Senator DeFrancisco says that’s too restrictive, and only clients who have business before the state should be made public.

“There’s ways to do it,” he said.

Meanwhile, a new poll by Siena College finds New Yorkers don’t like the governor’s idea of linking unrelated items into the state budget.

Siena’s Steve Greenberg says while voters believe ethics reform and school funding policy are important, they don’t want the issues linked to the budget. They also say an on time spending plan is important to them.

Voters also want to raise the minimum wage higher than the governor is proposing, and think he should not exclude minority party leaders, including the only female legislative leader Senate Democratic Leader Andrea Stewart Cousins, from budget talks.

“Voters are not thrilled with many of the ways that the governor is dealing with this year’s budget,” Greenberg said.

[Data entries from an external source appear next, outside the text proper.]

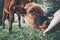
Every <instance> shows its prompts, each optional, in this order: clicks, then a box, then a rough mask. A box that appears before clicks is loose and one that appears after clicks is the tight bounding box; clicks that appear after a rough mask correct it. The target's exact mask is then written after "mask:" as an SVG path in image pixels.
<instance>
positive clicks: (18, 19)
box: [18, 15, 21, 28]
mask: <svg viewBox="0 0 60 40" xmlns="http://www.w3.org/2000/svg"><path fill="white" fill-rule="evenodd" d="M20 20H21V17H20V15H18V21H19V28H21V23H20Z"/></svg>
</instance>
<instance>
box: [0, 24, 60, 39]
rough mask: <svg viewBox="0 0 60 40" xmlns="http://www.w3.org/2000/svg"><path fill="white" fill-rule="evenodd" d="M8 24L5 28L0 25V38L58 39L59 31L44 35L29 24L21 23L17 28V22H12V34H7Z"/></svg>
mask: <svg viewBox="0 0 60 40" xmlns="http://www.w3.org/2000/svg"><path fill="white" fill-rule="evenodd" d="M7 32H8V25H6V26H5V29H2V26H0V40H60V32H56V33H52V34H50V35H48V36H46V37H44V36H43V35H42V32H43V31H41V30H39V29H36V28H32V27H31V26H30V25H27V24H22V28H21V29H19V27H18V23H14V24H13V29H12V34H8V33H7Z"/></svg>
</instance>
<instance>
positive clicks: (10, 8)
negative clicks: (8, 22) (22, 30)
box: [2, 0, 30, 33]
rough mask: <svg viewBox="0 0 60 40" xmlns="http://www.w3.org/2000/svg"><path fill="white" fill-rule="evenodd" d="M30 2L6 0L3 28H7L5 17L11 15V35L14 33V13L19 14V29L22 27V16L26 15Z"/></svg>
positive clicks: (3, 18)
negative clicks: (4, 22) (27, 5)
mask: <svg viewBox="0 0 60 40" xmlns="http://www.w3.org/2000/svg"><path fill="white" fill-rule="evenodd" d="M29 2H30V0H4V10H3V18H2V22H3V28H4V26H5V23H4V22H5V16H6V15H7V14H8V15H9V33H11V32H12V22H13V19H14V13H17V15H18V20H19V27H21V24H20V16H21V14H25V9H24V7H25V5H26V4H27V3H29Z"/></svg>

However Cuomo’s approval rating is relatively strong, at 57%, and Greenberg says if the governor actually achieves ethics reform and some of his more popular education changes, the public is likely to back that.

There are some who support additional items in the state budget, like the minimum wage increase proposal.

A protest to raise the minimum wage drew hundreds to the state Capitol, and around 100 stormed into the Capitol’s Dunkin Donuts and demanded that the state’s minimum wage be raised to $15 an hour. Dunkin Donuts is advertising jobs with a starting salary of $9 an hour, which is the state’s current minimum wage, says the Strong Economy for All coalition’s Michael Kink.

“The workers chose $15, because they feel that it would make a real difference in their lives,” Kink said.

The protesters, chanting “we’ll be back”, left peacefully when state police arrived and asked them to exit the restaurant. Governor Cuomo is proposing raising the state’s minimum wage to $11.50 an hour, $10.50 upstate, and he’s received backing from dozens of religious leaders. The state Assembly wants to phase in a $15 an hour wage in New York City by 2018.